Superficial Significance
Shortcut to differentiating between statistical and clinical significance
In a recent post, I addressed the issue of failing to distinguish between relative and absolute risk when interpreting research results; similarly, misunderstanding the difference between statistical and clinical significance is a common blunder committed in today’s world of exuberant and often over exaggerated headlines. Check out my breakdown of a study I read during an ongoing exploration of sugar substitutes below for a tangible example of the statistical vs. clinical significance trap.
Bottom Line Up Front
Statistical significance describes whether or not an outcome is occurring by way of random chance.
Clinical significance describes whether or not an outcome is impactful in terms of real-world application.
When a given outcome is both statistically and clinically significant, the results are meaningful; however, statistical significance in the absence of clinical significance suggests that the difference displayed by the results is trivial.
Tails Never Fails
To start, let’s cover some background info. Due to conflicting results from observational studies and randomized-controlled trials (RCTs), Peters et al. conducted a 1 year study (split into two RCTs, I and II) in 2014-2016 to test whether drinks containing non-nutritive sweeteners (NNS) – like sucralose, aspartame, and saccharin – impact weight management in subjects reducing caloric intake for 12 weeks followed by 40 weeks of weight maintenance.
Subjects in the experimental group were told to consume at least 24 ounces of drinks with NNS per day – the equivalent of two cans of diet soda per day – while those in the control group were instructed to eliminate all drinks with NNS from their diet and consume at least 24 oz of water per day. Interestingly, subjects in both groups were not restricted from consuming NNS from sources other than drinks – meaning, for example, they could consume ice cream that contains NNS.
At its conclusion, the 52 week trial revealed multiple notable results, including the subjects in the NNS group both achieving and maintaining more weight loss as compared to the water group – though, the subjects in the water group also lost and kept off a considerable amount of weight. Though, for our purposes of exploring statistical and clinical significance, we’ll zero in on the statistically significant hunger questionnaire results.
Statistical significance is a term used to describe whether a set of results occurred by random chance or represents a legitimate difference. You can think about this in terms of flipping a coin, in that the probability calculation says 100 flips should result in 50 heads and 50 tails; however, anybody who has completed this experiment in grade school math class knows that the results typically don’t pan out so cleanly. Instead, we could see something like 63 tails and 37 heads due to sheer chance. If we were less privy to Probability 101, we might take these results and mistakenly conclude that some factor reliably increases the odds that a flipped coin will land on tails. When, in actuality, our small sample size – 100 flips – lead to inaccurate results that would otherwise be corrected for with a larger sample size – i.e. if we flipped the coin 10,000 times, then the outcome would likely be closer to 50% tails and 50% heads.
When assessing their study outcomes, researchers leverage statistical methods to address this chance conundrum and test whether differences between their subject groups are legitimate or artifacts of randomness. If a result returns as statistically significant – usually defined as producing a P-value less than 0.05, meaning that the researchers deem there is less than a 5% chance that the results occurred due to chance – then the intervention or treatment likely produced an actual difference in the groups’ outcomes.
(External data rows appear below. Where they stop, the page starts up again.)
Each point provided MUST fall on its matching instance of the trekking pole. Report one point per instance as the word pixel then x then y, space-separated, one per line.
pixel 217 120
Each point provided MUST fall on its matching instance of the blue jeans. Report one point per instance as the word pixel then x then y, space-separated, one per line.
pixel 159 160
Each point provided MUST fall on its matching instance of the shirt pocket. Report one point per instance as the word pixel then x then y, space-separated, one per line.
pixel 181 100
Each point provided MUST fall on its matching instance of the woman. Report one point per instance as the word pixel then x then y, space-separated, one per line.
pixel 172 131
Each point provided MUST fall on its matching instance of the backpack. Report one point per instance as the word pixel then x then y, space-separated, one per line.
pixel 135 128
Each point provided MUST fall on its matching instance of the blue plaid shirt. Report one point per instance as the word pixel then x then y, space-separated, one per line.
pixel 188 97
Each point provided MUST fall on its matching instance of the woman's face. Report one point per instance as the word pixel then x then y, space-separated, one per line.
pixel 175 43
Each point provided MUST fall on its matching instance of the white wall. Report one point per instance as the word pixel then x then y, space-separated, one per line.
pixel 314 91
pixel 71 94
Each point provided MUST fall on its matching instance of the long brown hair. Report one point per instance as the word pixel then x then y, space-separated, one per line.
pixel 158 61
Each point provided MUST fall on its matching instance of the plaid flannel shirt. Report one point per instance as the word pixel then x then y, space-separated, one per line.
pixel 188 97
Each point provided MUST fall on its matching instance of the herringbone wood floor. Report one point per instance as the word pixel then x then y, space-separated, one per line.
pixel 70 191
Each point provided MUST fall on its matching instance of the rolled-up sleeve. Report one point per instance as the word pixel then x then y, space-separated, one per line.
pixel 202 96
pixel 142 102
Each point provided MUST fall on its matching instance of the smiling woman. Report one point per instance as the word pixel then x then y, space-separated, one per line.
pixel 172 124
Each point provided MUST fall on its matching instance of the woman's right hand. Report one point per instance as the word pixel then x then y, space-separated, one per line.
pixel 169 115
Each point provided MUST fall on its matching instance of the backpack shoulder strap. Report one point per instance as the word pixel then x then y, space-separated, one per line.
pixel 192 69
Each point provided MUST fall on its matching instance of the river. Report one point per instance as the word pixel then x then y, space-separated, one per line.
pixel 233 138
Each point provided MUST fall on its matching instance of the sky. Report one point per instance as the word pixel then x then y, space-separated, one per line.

Clinical significance, on the other hand, portrays the weight of the results in terms of actual use — their applicability in a clinical or application setting. After all, this is what we care about: whether the study results translate into meaningful applications in the real world.
Returning to our study above, throughout the 52 weeks, the subjects completed several questionnaires addressing their perceived hunger on a scale from 1-100. From baseline to Week 52, the water group’s average response increased by 5.16 points; whereas, the NNS group’s average response decreased by 1.28 points, leading to a statistically significant 6.44 point difference between the two groups. Though mainstream headline authors would likely capitalize on this statistically significant result, exclaiming that NNS cured hunger, we can deduce a more precise conclusion if we consider this result’s clinical significance.
Remember, the questionnaire used here was on a scale of 1-100, which means that a difference of 6.44 translates to the differences between 5 and 5.6 on a scale from 1-10. How do those results appear now? Check out Figures 1 and 2 below for a visual of these data.
Sure, on a 1-year timeframe a difference of about half a point on a scale of 1-10 could produce significant differences in calorie consumption; however, it’s clear that such a difference is not colossal in a real-life application sense – as its statistically significance may have mislead a less statistically savvy reader to believe. And, to their credit, I think the authors’ remarks in the paper’s discussion section appropriately described their hunger questionnaire outcomes as potentially meaningful but not earth-shattering.
Now, in addition to relative vs. absolute risk, you have the concept of statistical vs. clinical significance in your repertoire for assessing inflated mainstream headlines and, more importantly, interpreting actual research data.